Hardship in Transnational Commercial Contracts
This book addresses one of the more controversial dilemmas in transnational contract law, especially in times of economic volatility and change – how should the law and its agents assist in ensuring that contracting parties are held to their promises whilst seeking to prevent economic waste and disorder, both for the parties and society. We live in extremely challenging economic times – the huge financial maelstrom that broke in 2008 and the after-shock effects will remain with us for years to come. Through no fault on their part, commercial people find themselves caught in contracts which have become entirely unprofitable because of the economic turmoil. At the other end of the equation, others are concerned about their contracts not being performed because they have commitments to their own customers and stakeholders which had to be met. Whilst taking sides is frequently seen as the law’s responsibility, this work argues that with the appropriate level of intervention by a neutral authority, such as a tribunal, a compromise might be found. This work examines what considerations should guide that intervention.

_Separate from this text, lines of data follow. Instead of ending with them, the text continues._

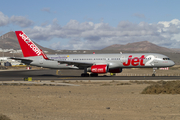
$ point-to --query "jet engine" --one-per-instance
(115, 70)
(99, 69)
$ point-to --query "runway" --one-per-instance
(49, 74)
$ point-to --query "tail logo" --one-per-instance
(30, 44)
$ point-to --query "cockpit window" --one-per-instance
(166, 58)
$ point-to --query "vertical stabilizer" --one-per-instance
(27, 46)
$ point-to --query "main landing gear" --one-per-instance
(154, 72)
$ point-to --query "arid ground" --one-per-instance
(108, 100)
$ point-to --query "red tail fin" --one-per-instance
(27, 46)
(44, 55)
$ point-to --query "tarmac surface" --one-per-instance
(51, 74)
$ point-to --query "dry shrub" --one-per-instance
(3, 117)
(169, 87)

Contract law thinking has often been compartmentalised into the so-called doctrinal study, or comparative law analysis, or contract theory, or more social science methodologies such as law and economics, etc. What this book offers, in a modest way, is multifaceted approach to the narrow problem of the judicial control of hardship as a now not too uncommon phenomenon in transnational commerce. The approach is multifaceted in that although the study engages with the rules in a conventional doctrinal inquiry, that the doctrinal inquisition is examined against the backdrop of ideas from contract theory and the law and economics thinking. The authors do not take the well-trodden road of comparative law, preferring a more “global law” approach by examining the problem from a transnational perspective but allowing themselves to be guided continually by the differences and similarities in the legal systems selected in the study. Moreover, the subject of transnational commercial law very much lends itself to such an approach. The book should appeal not only to readers concerned with the matter of contract law from a “global law” perspective, but also doctrinal lawyers interested in a contextualised evaluation of the legal rules and judicial remedies in the context of hardship.
About the author(s)
Catherine Pédamon is Senior Lecturer in Law and Deputy Head of the LLM in International Commercial Law programme at the University of Westminster, UK.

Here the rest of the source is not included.